Let $\{X_i\}$ be a sequence of strongly mixing random variables, not necessarily (strict) stationary. Assume that $E\lvert X_i\rvert^4\leq C<\infty$ and that there is $0<a<1$ such that the mixing coefficient satisfies $\alpha(m)<Ca^{m}$. Here $C>0$ is a generic constant. Is there any chance (maybe, adding some assumptions) that $$\sum_{i,i',j,j'=1}^{T} E(X_i X_{i'} X_{j} X_{j'})\leq CT^2 v_T$$ for some $C>0$ constant and $v_T$ some slowly positive sequence converging to infinity?
This is far from trivial question. If someone know about mixing random processes, could you give me feedbacks?
For a while, I could only obtain a bound of order $O(T^3 v_T)$. This question relates to this.
Theorem 2.1 in these notes by Emmanuel Rio states the following: for a centered sequence $(X_i)_{i\geqslant 1}$, the following inequality holds. $$ \mathbb E\left[\left(\sum_{i=1}^nX_i\right)^4\right]\leqslant 3\left(\sum_{i,j=1}^n \lvert \mathbb E\left[X_iX_j\right]\rvert\right)^2 +48 \sum_{k=1}^n\int_{0}^1\min\{\alpha^{-1}(u),n\}^3Q_k(u)^4du, $$ where $$ Q_k(u)=\inf\{t>0\mid\mathbb P\{\lvert X_k\rvert>t\}\leqslant u\} $$ and $\alpha^{-1}(u)=\operatorname{Card}\{n,\alpha(n)\geqslant u\}$.
After having expanded $\left(\sum_{t=1}^TX_t\right)^4$ one finds exactly $\sum_{i,i',j,j'=1}^{T} E(X_i X_{i'} X_{j} X_{j'})$. The term $\lvert \mathbb E\left[X_iX_j\right]\rvert$ can be control a the covariance inequality and $\left(\sum_{i,j=1}^T \lvert \mathbb E\left[X_iX_j\right]\rvert\right)^2$ is of order $T^2$.

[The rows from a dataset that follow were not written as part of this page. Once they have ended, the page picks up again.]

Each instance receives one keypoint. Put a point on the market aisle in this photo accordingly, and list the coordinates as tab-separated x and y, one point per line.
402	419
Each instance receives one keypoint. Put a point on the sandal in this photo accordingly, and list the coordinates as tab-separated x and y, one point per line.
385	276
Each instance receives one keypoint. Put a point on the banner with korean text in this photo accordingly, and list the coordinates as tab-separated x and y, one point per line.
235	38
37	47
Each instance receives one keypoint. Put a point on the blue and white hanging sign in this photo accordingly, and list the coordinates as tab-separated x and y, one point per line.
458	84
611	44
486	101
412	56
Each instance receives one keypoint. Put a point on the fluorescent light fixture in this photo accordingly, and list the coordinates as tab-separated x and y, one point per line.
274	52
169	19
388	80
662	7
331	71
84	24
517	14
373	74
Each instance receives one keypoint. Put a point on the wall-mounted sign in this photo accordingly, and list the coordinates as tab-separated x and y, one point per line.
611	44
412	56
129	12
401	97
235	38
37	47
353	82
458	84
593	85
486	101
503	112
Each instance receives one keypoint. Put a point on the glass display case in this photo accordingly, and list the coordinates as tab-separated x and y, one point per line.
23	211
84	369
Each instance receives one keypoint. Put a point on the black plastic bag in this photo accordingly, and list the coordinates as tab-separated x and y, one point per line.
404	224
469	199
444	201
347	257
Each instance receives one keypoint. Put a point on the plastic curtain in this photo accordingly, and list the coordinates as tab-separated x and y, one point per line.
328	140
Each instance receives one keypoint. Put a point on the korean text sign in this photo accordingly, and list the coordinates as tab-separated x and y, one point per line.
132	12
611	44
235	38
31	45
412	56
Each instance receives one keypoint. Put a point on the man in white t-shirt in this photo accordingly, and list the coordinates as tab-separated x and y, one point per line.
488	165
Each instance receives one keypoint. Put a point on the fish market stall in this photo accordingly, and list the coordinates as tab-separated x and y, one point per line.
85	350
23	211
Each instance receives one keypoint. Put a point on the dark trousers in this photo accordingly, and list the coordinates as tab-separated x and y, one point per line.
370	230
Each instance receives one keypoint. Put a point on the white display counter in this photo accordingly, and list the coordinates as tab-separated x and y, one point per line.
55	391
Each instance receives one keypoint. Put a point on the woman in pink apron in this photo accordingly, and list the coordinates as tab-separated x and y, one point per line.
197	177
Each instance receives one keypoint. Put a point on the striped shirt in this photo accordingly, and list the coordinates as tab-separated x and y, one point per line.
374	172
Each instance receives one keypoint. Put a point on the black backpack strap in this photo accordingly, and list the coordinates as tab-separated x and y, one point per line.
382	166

If we furthermore assume that $\sup_{k\geqslant 1}\int_0^1\alpha^{-1}(u)^2Q_k(u)^4du$ is finite, then $\sum_{i,i',j,j'=1}^{T} E(X_i X_{i'} X_{j} X_{j'})$ is of order $T^2$. When the mixing rates are bounded by $a^n$ for $0<a<1$, $\alpha^{-1}(u)$ behave like $-c\ln u$ but finiteness of $\sup_{k\geqslant 1}\int_0^1\alpha^{-1}(u)^2Q_k(u)^4du$ is more restrictive than uniform boundedness of the moments of order $4$.